Materials and methods
Participants
We retrospectively evaluated data from 241 deceased individuals from the University of Pennsylvania Integrated Neurodegenerative Disease Database.^31,32^ Informed consent was obtained for all participants through a procedure approved by an Institutional Review Board convened at the University of Pennsylvania.
Inclusion was limited to individuals with:
An initial clinical syndrome consistent with ALS or FTD as evaluated by a board-certified neurologist with expertise in neuromuscular and/or cognitive disorders, andComplete records for date of birth, date of symptom onset for the initial clinical syndrome, and date of death, andBlood DNA or post-mortem frozen brain tissue screened for the presence or absence of a C9orf72 expansion (see ‘Genetic analysis’ section), andNeuropathological confirmation of a TDP-43 proteinopathy at autopsy (see ‘Neuropathological evaluation’ section) OR the presence of a C9orf72 expansion, andChart review
Two qualified reviewers performed a retrospective chart review of all available electronic and paper health records for each individual. On average, individuals with ALS were seen clinically every 3 months, and those with FTD were seen clinically every 6 months. Each reviewer independently assessed each case and recorded the presence or absence of subsequent features during disease course and, if present, the date of onset of subsequent features. Discrepancies between reviewers were reconciled by a third reviewer, and Cohen's Kappa was used to measure inter-rater reliability. Subsequent features were defined as any clinical evidence of motor impairment in an individual with an initial clinical presentation of FTD or any clinical evidence of cognitive-behavioural impairment in an individual with an initial clinical presentation of ALS. Subsequent motor features included irregular or slowed gait, foot drop, dysphagia, dysarthria, fasciculations, limb weakness, and shortness of breath. Subsequent cognitive-behavioural features included personality change, disinhibition, apathy, compulsive or ritualistic behaviours, agitation, deficits in executive function, lack of empathy, and lack of insight. We did not consider the following as subsequent features: Parkinsonism such as rigidity, pseudobulbar features like inappropriate laughter or crying, or decades long behavioural features lacking clear evidence of progression. When month was not determinable the default of January was used, and when day was not determinable, the first of the month was used. Time to subsequent feature development was calculated as the difference in months between the date of symptom onset of the initial clinical syndrome and the date of onset of subsequent features.
Genetic analysis
DNA was extracted from peripheral blood or frozen brain tissue following the manufacturer’s protocols [QuickGene DNA whole blood kit (Autogen) for blood, and QIAamp DNA Mini Kit (Qiagen) for brain tissue]. All individuals were tested for C9orf72 hexanucleotide repeat expansions using a modified repeat-primed PCR as previously described. Cases were defined as having a pathogenic C9orf72 expansion if >30 hexanucleotide repeats were identified. Individuals were further screened for pathogenic variants associated with FTD and/or ALS using exome/genome sequencing, and/or a custom targeted multi-neurodegenerative disease sequencing panel.^31^ The sequencing data were analysed using Geneticist Assistant software (Soft Genetics, State College, PA).

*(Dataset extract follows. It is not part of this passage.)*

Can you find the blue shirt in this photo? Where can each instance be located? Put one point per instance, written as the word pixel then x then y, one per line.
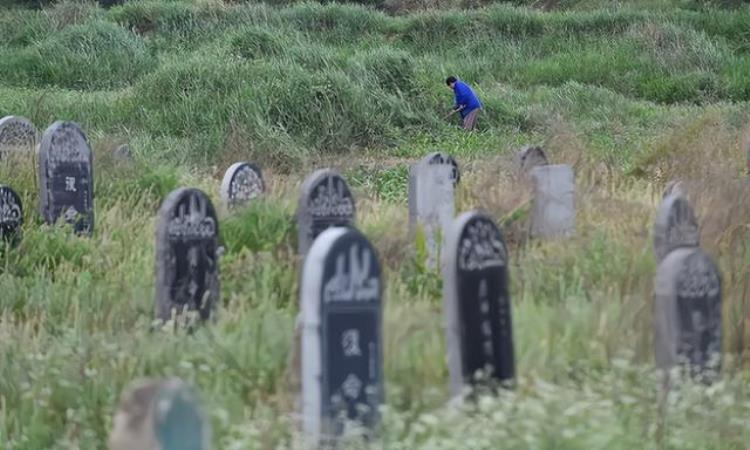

Neuropathological evaluation
Detailed neuropathological assessments were performed using established and uniform methods of fixation, tissue processing, IHC with well-characterized antibodies, and current neuropathological criteria, as has been described in detail elsewhere.^31,33,34^ Briefly, 15 brain regions from one hemisphere, alternating right and left at random, are routinely sampled at autopsy, formalin-fixed, and processed for immunohistochemical staining using 1D3 (gift of Manuela Neumann and Elisabeth Kremmer) for phosphorylated TDP-43. Each brain region was semi-quantitatively scored for the burden of TDP-43 (0, absent; 0.5, rare; 1, mild; 2, moderate; 3, severe; Supplementary Fig. 1).
Statistical analysis
We first assessed the effect of C9orf72 expansion status (present or absent) and initial clinical syndrome (FTD or ALS) on the odds of developing subsequent features at any point from symptom onset of the initial clinical syndrome until death using binary logistic regression, controlling for age at initial clinical syndrome onset and sex. Odds ratio (OR) and confidence interval (CI) are reported. We next assessed the effect of C9orf72 expansion status, alone and in combination with initial clinical syndrome on subsequent feature development using a time-to-event model.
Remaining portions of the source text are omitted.